The extra leg space and complimentary services of a first class plane ticket, the amenities included in a premium hotel suite, or a particularly riveting excursion. Just be sure to make clear what is an additional extra or this could backfire!
User Generated Content
As 360 video recording devices become more popular, we are likely to see more and more low-priced variations hit the consumer market and it’s only a matter of time before it becomes the “must-have travel accessory of the summer.”
As mentioned above, Facebook and YouTube are already paving the way for UGC by supporting the upload of 360 videos and the social media savvy traveller isn’t going to miss jumping on that bandwagon! We often see photo and video competitions from travel brands, so it seems a natural application for the tech should it evolve in such a way.
360 videos are a very exciting development for travel bloggers too, and though the trusty GoPro has served us well, it’s very likely that we will see more and more 360 videos on the travel blogger feeds in times to come – as 360 camera equipment becomes more accessible.
As we saw with Google’s Cardboard goggles, the equipment necessary to enjoy VR does not need to be expensive – for the brand or the consumer.

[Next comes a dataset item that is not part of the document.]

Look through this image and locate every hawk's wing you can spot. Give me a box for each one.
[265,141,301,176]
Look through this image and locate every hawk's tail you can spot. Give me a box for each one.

A flat-packed, self-assembly viewing headset emblazoned with your company’s logo could be sent out free to your customers at a relatively low-cost to you. Include a QR code that links to your VR app and what self-respecting smartphone owner could resist giving that a go?
Virtual Reality Booking Engine
We’ve discussed how immersive experiences could entice travellers pre-booking and touched upon how it could be utilised on their trip through user generated content, but what about during the booking process? Could we see a VR booking engine in the near future?
Imagine a virtual space that offers you a selection of scenarios to choose from, for example City Breaks, Beach Holidays, etc, but that presents them to you in an immersive and visually compelling way. For the undecided traveller this could be a great way to nudge them into making a decision, with the help of Google Street View or pre-loaded VR content of hotel tours and excursions.
It is also possible that the interface could be intuitive; progressing through the process based on whichever scenario the user is paying most attention to. If they stay a while on a Hawaiian beach then VR tours of nearby hotels or 360 footage of local excursions could be suggested.
It may seem like a somewhat kooky idea right now, but the benefits for both the traveller and the travel provider are undeniable.
It would have at one time been difficult to imagine a use for VR that didn’t revolve around gaming or fairground attractions, but as both viewing and creating becomes easier, marketers are starting to take it more seriously – none more so than travel marketers.
After all, in a virtual world the possibilities are quite literally endless.